Questions on Achalasia cardia
- Inflammation and loss of inhibitory neurons in Auerbach's plexus which secrete VIP and Nitric oxide
- Aperistalsis in the body of esophagus due to neuritis and ganglionitis followed by fibrosis of neurons
Wallerian degenerative changes have been described in the vagus nerve and dorsal motor nucleus of the vagus,
- Progressive esophageal dilatation
- Mucosal changes in the form of ulceration and fibrotic thickening
- Muscle hypertrophy also occurs
- Genetic association with Allgrove's syndrome
- HLA based- HLA DQw1 HLA DQB1
- Immune Association with Rheumatoid Arthriris and endocrinopathies
- Viral- HSV, polio.
Vigorous achalasia is defined as the presence of nonpropulsive contractions with an amplitude greater than 37 mm Hg.
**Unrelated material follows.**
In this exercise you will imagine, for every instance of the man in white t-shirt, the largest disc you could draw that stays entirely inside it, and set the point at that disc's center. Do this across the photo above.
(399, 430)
Complications of Achalasia Surgery
- Persistent Dysphagia- Inadequate myotomy
The study done to find out completeness of Myotomy is timed barium study. A timed barium study compares the height of a barium column in the esophagus at 1 and 5 minutes after the patient drinks 250 cc of liquid barium within 45 seconds. In most patients who have untreated achalasia there is minimal (5%–10%) emptying over this time period . After successful myotomy there commonly is complete (90%–100%) emptying by the 5-minute film.
- Site of myotomy
The best location for a myotomy would seem to be on the left side of the esophagus extending down across the angle of His onto the fundus of the stomach. A myotomy in this location would disrupt the longitudinal and circular muscular fibers of the esophagus as well as the oblique gastric fibers while preserving the clasp fibers along the lesser curve side of the stomach.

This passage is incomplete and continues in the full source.